Winnie the Pooh (2011)
And now to the recent follow up film, we have Winnie the Pooh.
The Movie:
Winnie the Pooh is the 51st movie in the Disney Animated Canon (unless you are in the UK, which for some reason doesn't include it). It falls near the beginning of Disney's Revival Period, smack between the hits Tangled and Wreck-It Ralph. As of today, it is the last 2D animated film in the canon. Though the movie received almost universally positive reviews, it underperformed at the box-office, owing in part to opening the same weekend as the final Harry Potter movie.
Winnie the Pooh is once again based on the characters from the A.A. Milne books. This movie also has three main plot points, but in this movie they are intertwined into a single narrative. The first plot thread is Pooh being hungry and trying to find honey. (That almost seems like a given.) The second plot thread is that Eeyore has lost his tail, and the others try to find different objects to be a replacement. The third plot point is Owl misinterprets a note left by Christopher Robin and thinks he has been captured by a beast called the Backson, so the gang tries to capture the Backson to save Christopher Robin.
Like the previous movie, this one is cute and charming, but it is definitely a kid's movie, even more so than the first. The animation is fine, the story nicely done, and there are once again some nice gags with the narrator and the book illustrations. There are even a couple of genuinely fun moments of dialogue, especially the bit with Piglet and the knots. The post-credits stinger also got a chuckle.

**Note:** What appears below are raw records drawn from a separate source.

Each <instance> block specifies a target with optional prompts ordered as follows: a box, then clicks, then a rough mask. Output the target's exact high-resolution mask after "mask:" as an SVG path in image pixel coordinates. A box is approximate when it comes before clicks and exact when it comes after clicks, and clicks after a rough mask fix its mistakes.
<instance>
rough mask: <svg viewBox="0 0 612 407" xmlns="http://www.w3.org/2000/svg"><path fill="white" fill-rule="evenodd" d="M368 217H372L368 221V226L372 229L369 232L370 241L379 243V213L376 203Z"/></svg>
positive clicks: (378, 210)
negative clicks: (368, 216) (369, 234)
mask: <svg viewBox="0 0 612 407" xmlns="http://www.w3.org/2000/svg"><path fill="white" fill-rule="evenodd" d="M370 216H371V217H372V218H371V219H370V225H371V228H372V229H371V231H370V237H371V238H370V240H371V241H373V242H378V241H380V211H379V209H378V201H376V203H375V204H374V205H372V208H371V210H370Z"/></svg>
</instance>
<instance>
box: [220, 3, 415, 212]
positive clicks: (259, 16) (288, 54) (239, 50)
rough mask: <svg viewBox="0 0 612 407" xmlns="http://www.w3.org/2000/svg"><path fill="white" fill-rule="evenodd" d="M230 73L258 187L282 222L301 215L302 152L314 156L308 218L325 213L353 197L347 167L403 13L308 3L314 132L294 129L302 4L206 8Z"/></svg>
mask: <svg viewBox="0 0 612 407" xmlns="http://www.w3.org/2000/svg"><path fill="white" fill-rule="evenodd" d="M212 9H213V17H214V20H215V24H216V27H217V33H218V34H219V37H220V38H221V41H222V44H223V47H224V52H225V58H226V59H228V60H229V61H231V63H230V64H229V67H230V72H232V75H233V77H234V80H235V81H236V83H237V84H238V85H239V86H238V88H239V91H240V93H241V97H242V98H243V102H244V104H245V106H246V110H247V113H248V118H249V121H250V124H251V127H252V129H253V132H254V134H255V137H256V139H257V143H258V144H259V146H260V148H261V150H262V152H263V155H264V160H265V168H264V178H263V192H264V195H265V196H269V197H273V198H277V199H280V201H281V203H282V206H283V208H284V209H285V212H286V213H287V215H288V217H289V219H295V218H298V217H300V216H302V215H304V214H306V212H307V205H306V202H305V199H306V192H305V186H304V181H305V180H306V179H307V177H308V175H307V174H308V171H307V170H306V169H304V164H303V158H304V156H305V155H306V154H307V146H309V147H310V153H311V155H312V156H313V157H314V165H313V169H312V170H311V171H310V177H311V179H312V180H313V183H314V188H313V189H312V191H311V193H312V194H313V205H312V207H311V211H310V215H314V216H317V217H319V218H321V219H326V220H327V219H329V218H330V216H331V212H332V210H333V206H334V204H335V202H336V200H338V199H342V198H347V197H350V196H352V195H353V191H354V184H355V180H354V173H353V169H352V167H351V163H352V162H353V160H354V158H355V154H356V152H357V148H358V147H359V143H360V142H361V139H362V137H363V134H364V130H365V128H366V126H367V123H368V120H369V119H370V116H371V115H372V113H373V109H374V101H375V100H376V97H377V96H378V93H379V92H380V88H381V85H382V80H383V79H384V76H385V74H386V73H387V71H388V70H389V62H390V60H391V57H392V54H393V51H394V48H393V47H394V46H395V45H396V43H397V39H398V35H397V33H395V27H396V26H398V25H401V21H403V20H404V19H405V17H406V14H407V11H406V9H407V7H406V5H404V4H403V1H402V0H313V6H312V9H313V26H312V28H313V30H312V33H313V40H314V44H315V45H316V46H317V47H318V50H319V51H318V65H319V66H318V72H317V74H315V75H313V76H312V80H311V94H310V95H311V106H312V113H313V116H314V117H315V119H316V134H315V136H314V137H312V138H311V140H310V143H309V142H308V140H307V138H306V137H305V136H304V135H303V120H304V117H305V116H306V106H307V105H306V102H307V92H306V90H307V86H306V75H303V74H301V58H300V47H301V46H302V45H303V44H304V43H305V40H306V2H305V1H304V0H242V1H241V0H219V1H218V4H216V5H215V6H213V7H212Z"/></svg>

The new songs for this movie are done by Kristen Anderson-Lopez and Robert Lopez. Yes, the Frozen people. This is the movie that earned them that job. So yes, the songs are fine, with some really nice moments of wordplay, but at times they veer a bit too much into cuteness. "The Backson Song" and "Everything is Honey" are the best of the bunch. The movie opens with a cover of the original Sherman Brothers song by Zooey Deschanel and M. Ward, and I really didn't like it. Their end credit song "So Close," written by Deschanel, is a bit more tolerable. Henry Jackman did the score, and it does have some nice moments.
Presence in the Parks:
Well, by the time this movie came out, Winnie the Pooh already had a pretty big presence in the parks, as covered in the previous entry. So nothing new was really added as a result of this one.